Mathis suggests the middle class has been targeted for extinction because of their post-WWII prosperity, with the wealthy aiming to seize all assets. Diversions like fake wars, crises, sports, entertainment, weather events, fabricated murderers, and extensive media content are used to distract the public. He explains that moving the populace to the right benefits the rich, who are inherently conservative in their self-interest of preserving wealth and power, making revolution less likely.

The CIA is credited with intentionally undermining the left to achieve this rightward shift. Even after Obama’s presidency, which Mathis claims was problematic for the CIA despite his perceived “left” stance and broken promises, Trump was brought in to create a sense of a rightward movement. However, Mathis argues that both Trump and biden have failed to benefit the working class, continuing the “rapine by the rich.”

The author states that the CIA and DHS have been losing control due to mounting failures and increasing opposition, exacerbated by the internet. The strategy then shifted to deliberately tanking the Democratic Party by presenting unappealing leaders and appointees, forcing people towards the Republican Party. Specific examples of perceived failures include issues at the border, in Afghanistan, the Fentanyl crisis, rising crime, “race wars,” the decline of cities like San Francisco and Portland, unaffordable housing, and Covid policies.

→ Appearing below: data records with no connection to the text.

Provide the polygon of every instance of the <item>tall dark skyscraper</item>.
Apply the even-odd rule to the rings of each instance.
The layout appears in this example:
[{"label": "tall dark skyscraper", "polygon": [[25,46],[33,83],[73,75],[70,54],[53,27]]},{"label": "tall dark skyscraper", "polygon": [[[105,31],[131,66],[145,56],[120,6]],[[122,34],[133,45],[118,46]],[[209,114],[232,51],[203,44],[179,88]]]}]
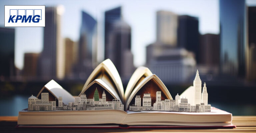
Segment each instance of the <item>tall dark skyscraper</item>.
[{"label": "tall dark skyscraper", "polygon": [[198,62],[199,56],[198,19],[188,15],[179,16],[178,29],[178,45],[193,52]]},{"label": "tall dark skyscraper", "polygon": [[0,28],[0,81],[15,75],[14,29]]},{"label": "tall dark skyscraper", "polygon": [[88,78],[97,65],[97,22],[91,15],[82,12],[82,25],[78,46],[77,66],[80,79]]},{"label": "tall dark skyscraper", "polygon": [[61,79],[65,76],[65,47],[60,34],[62,8],[45,8],[44,46],[39,59],[39,72],[41,77],[46,80]]},{"label": "tall dark skyscraper", "polygon": [[220,37],[219,35],[206,34],[200,37],[199,64],[208,66],[219,66]]},{"label": "tall dark skyscraper", "polygon": [[248,7],[248,63],[247,78],[256,82],[256,6]]},{"label": "tall dark skyscraper", "polygon": [[122,77],[130,77],[134,70],[133,56],[131,52],[131,27],[123,21],[114,23],[109,33],[108,58]]},{"label": "tall dark skyscraper", "polygon": [[39,54],[38,53],[25,53],[24,55],[24,77],[27,79],[36,79],[37,62]]},{"label": "tall dark skyscraper", "polygon": [[113,30],[114,24],[117,21],[122,19],[121,7],[106,11],[105,12],[105,59],[108,58],[110,52],[109,45],[109,36],[110,33]]},{"label": "tall dark skyscraper", "polygon": [[245,0],[219,1],[220,72],[244,77],[245,75]]}]

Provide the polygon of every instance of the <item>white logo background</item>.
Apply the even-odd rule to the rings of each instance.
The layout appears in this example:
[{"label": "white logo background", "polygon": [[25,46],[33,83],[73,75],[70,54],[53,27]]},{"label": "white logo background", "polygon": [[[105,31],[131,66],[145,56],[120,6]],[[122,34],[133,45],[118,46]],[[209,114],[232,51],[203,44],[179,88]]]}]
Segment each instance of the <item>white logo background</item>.
[{"label": "white logo background", "polygon": [[[38,23],[33,22],[32,18],[35,15],[39,15],[40,20]],[[10,16],[16,15],[13,20],[14,23],[9,20]],[[21,23],[21,20],[18,20],[15,23],[17,15],[32,16],[31,21]],[[37,17],[36,18],[38,18]],[[36,21],[37,20],[35,20]],[[5,27],[45,27],[45,6],[4,6]]]}]

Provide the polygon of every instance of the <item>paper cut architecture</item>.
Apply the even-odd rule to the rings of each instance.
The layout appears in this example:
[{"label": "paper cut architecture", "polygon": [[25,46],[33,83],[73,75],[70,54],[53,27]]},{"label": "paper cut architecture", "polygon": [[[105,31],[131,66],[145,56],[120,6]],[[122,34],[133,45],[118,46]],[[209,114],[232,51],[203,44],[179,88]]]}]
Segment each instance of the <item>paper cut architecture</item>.
[{"label": "paper cut architecture", "polygon": [[[154,81],[152,80],[151,79],[161,83],[161,85],[164,86],[160,79],[154,74],[148,76],[144,80],[145,81],[149,81],[148,82],[149,82],[148,83],[150,83],[153,82],[150,81]],[[110,89],[103,90],[102,91],[102,90],[101,90],[100,88],[98,88],[97,89],[97,87],[93,87],[96,86],[92,86],[94,84],[103,84],[103,83],[102,83],[101,82],[101,81],[98,79],[95,80],[87,86],[86,88],[82,91],[79,96],[75,97],[74,98],[73,97],[69,98],[68,96],[70,97],[71,95],[62,88],[54,80],[52,80],[42,89],[37,97],[32,95],[29,98],[28,110],[48,111],[106,109],[124,110],[124,105],[119,98],[117,98],[116,97],[110,99],[109,97],[108,98],[107,96],[106,97],[105,90],[109,91]],[[143,86],[142,84],[141,85]],[[154,92],[156,91],[155,93],[155,92],[152,92],[152,91],[150,91],[151,93],[141,93],[141,95],[138,95],[138,93],[135,95],[136,93],[134,93],[133,96],[135,100],[134,104],[128,105],[129,106],[127,106],[127,108],[129,107],[129,110],[132,111],[151,110],[187,112],[211,112],[211,105],[208,104],[208,94],[207,93],[206,84],[204,83],[202,92],[201,91],[201,85],[202,81],[200,79],[198,71],[197,70],[193,82],[193,87],[195,91],[194,98],[189,99],[190,100],[194,101],[194,102],[192,103],[193,103],[193,104],[189,103],[190,103],[188,102],[189,99],[186,97],[181,98],[178,94],[177,94],[175,96],[175,100],[172,99],[171,96],[169,97],[170,98],[165,97],[164,95],[163,95],[163,96],[161,96],[162,90],[160,91],[159,90],[156,90],[156,91],[155,89],[157,89],[154,88],[152,88],[155,90],[155,91]],[[148,86],[148,87],[151,87],[151,86]],[[168,91],[165,86],[164,86],[166,91]],[[86,90],[89,90],[87,89],[89,88],[93,89],[91,90],[93,90],[93,91],[86,94],[89,95],[91,94],[90,95],[90,97],[89,96],[88,97],[92,98],[87,98],[86,97],[85,91]],[[65,95],[63,95],[63,96],[59,96],[59,96],[57,97],[56,96],[58,95],[56,93],[53,93],[52,91],[54,91],[56,88],[58,89],[57,90],[59,90],[59,91],[61,91],[63,94],[65,94]],[[99,90],[100,92],[98,91]],[[168,92],[169,93],[169,92]],[[93,93],[94,93],[93,95],[92,95]],[[108,94],[109,94],[108,91],[106,92],[106,93]],[[67,94],[68,93],[68,94]],[[101,97],[99,96],[99,94],[101,94]],[[141,97],[141,96],[142,96],[142,94],[143,97]],[[152,97],[155,98],[154,98],[153,99]],[[65,100],[65,99],[63,98],[64,97],[68,99],[68,100]],[[162,98],[164,100],[162,100]],[[154,98],[155,98],[155,102]],[[109,101],[107,101],[107,99]],[[64,102],[64,101],[65,102]],[[152,101],[154,103],[152,104]]]},{"label": "paper cut architecture", "polygon": [[136,95],[135,104],[129,106],[129,110],[156,110],[176,112],[211,112],[211,105],[208,104],[208,94],[206,85],[204,84],[203,92],[201,92],[202,81],[199,76],[198,70],[194,80],[193,87],[195,89],[194,105],[188,103],[186,98],[180,98],[178,94],[175,100],[166,99],[161,100],[161,91],[156,92],[156,102],[151,106],[151,98],[150,94],[144,94],[142,98],[142,106],[141,106],[141,98],[139,95]]},{"label": "paper cut architecture", "polygon": [[122,104],[119,100],[113,99],[112,101],[106,101],[106,94],[104,91],[102,94],[102,98],[99,98],[97,88],[92,99],[87,99],[86,95],[83,93],[80,96],[75,97],[74,102],[69,102],[68,104],[63,104],[62,98],[59,97],[57,107],[56,107],[56,101],[49,101],[48,93],[42,93],[41,95],[41,99],[33,95],[29,98],[28,111],[124,110],[124,105]]}]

Mathis criticizes commentators like Bill Maher for downplaying the severity of these issues, suggesting maher might be broadcasting from Jeff Bezos’s private island Lanai in Hawaii to remain unaware of the street-level suffering from Fentanyl, poverty, homelessness, vaccine damage, and mental illness. He also brings up maher’s stance on Israel and Custer at Washita.

Returning to the Presidential debate, Mathis asserts it was intentionally designed to make biden appear disastrous and provoke hatred. He believes biden and his family may have been promised future rehabilitation, comparing the planned loss of debate footage to the lost Moon Landing tapes and Kitty Hawk negatives. Mathis argues that biden’s persistent declines were part of a planned failure, as was the choice of Kamala Harris as VP, intended to generate fear and drive voters towards the Republican Party and its perceived promises of 2025, symbolized by the MAGA hat.